A Comissão de Valores Mobiliários dos Estados Unidos (SEC) apresentou formalmente uma proposta regulatória visando uma atualização da Regra 3a12-8 ao abrigo da Lei de Bolsas de Valores de 1934 (Securities Exchange Act of 1934). Como parte desta ação regulatória, o regulador financeiro pretende incorporar as obrigações de dívida emitidas pela União Europeia no âmbito existente de obrigações de dívida de governos estrangeiros designadas, classificando-as sob o estatuto de isenção específico delineado na regra.

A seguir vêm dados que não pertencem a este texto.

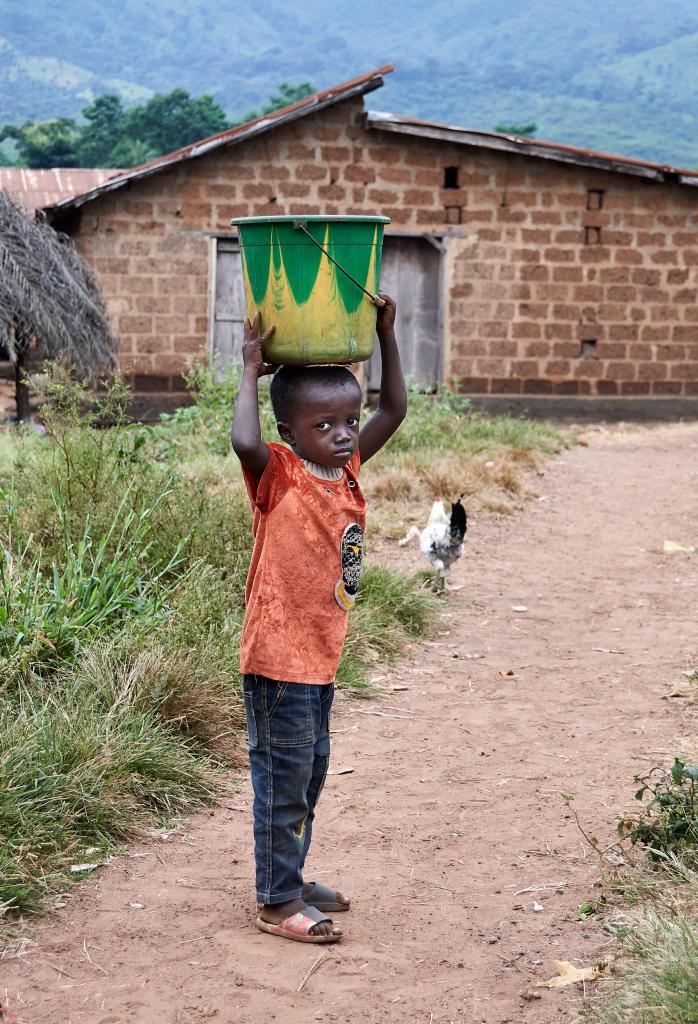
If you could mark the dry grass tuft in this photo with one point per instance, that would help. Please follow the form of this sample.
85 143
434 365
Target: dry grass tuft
400 487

Compreender a Regra 3a12-8 da Securities Exchange Act e os Quadros Regulatórios
Para compreender a importância desta medida regulatória, é essencial examinar como a dívida soberana estrangeira e supranacional é tratada ao abrigo das leis de valores mobiliários dos Estados Unidos. A Regra 3a12-8 foi originalmente estabelecida para facilitar a negociação de determinados títulos do governo estrangeiro, isentando-os de disposições específicas da Lei. Ao designar particulares obrigações de dívida estrangeira como títulos isentos, o ambiente regulatório torna-se mais simplificado para os participantes do mercado envolvidos em atividades financeiras transfronteiriças.
A mais recente proposta procura estender estas isenções específicas aos instrumentos de dívida garantidos pela União Europeia como uma entidade coletiva. Este ajuste reflete a natureza em evolução dos mercados globais de dívida e a crescente importância das emissões supranacionais no cenário financeiro internacional. Os participantes do mercado e os investidores institucionais acompanham de perto estes ajustes regulatórios porque impactam diretamente as obrigações de conformidade, a gestão de liquidez e o âmbito operacional da negociação de produtos de dívida soberana e quase soberana estrangeira nos mercados dos EUA.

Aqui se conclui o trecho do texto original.